One of my best calls of the year was to pick the bottom of the Treasury bond market in February and pile readers into synthetic long positions by shorting puts in March. That handy little trade brought in a nice 4.51% profit for my model portfolio.
All good things must come to an end. Since my watershed call, the
Treasury bond market has rallied an awesome ten points. The long bond ETF (NYSEARCA:TLT) has soared from 87 to 98. My logic was that a flight to safety would send Treasury bond prices to the moon, and that we have gotten in spades. While the “RISK OFF” trade started for the main indexes, gold, silver, and oil on April 29, it really started in February for copper, banks, and technology two and a half months earlier.
With QE2 ending in a mere 22 days, I think the party is about to end for the bond market. For the last five months, the Federal Reserve has taken down virtually all of the Treasury’s new issues. That amounts to $75 billion a month. That massive quantitate of new bond buying is about to end.
Private US and foreign central banks are not going to be able to make up the difference, no matter how many of their cars, textiles, electronics, toys, and finger traps that we buy. This big problem is that the bond market these days is very much like a Ponzi scheme. Unless there is a steady inflow of new suckers, the entire plan collapses like a house of cards.
So I am going to use this strength in the bond market to sell short some out of the money calls with September strikes. I’ll be picking strike prices that equate to a ten year yield of 2.40%, last year’s low in yields and high in prices. That allows room for a huge, multi decade double top in bond prices to unfold over the next three months and still allow me make money on this trade.
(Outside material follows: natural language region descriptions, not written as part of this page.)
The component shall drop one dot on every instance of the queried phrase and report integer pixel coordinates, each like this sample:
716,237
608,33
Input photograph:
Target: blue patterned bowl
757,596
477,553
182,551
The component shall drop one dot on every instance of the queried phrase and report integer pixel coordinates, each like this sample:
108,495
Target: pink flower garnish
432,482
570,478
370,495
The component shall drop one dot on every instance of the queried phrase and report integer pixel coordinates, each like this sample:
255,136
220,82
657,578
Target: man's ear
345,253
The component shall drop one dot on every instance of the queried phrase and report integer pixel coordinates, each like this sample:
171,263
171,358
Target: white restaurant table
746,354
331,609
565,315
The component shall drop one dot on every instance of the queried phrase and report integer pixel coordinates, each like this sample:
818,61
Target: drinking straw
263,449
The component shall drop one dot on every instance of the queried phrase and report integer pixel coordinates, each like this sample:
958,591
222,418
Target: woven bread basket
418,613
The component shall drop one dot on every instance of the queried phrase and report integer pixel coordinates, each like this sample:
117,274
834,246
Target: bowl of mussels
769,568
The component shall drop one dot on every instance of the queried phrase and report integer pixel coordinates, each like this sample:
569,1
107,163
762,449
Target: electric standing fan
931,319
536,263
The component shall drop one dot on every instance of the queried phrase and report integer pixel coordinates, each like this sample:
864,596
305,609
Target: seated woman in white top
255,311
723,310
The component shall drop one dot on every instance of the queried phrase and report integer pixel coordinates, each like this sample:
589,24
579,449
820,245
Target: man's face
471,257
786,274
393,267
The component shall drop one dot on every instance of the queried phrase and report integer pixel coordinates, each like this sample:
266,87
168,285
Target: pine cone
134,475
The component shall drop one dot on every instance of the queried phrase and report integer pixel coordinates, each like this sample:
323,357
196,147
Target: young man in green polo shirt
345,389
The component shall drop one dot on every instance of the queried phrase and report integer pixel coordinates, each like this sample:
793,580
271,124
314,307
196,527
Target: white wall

If I can see more confirmation of a double top in the bond markets, then I am going to have a reconciliation with an old flame, the (NYSEARCA:TBT), the 200% short play on the Treasury market. The only way I can lose money on this trade is for yields to blast through to new 30 year lows, driven by a true double dip recession and an utter collapse in the stock market. The volatility index for the stock market (VIX), stuck at a lowly 17% is telling us that is not going to happen, at least within the next three months, anyway.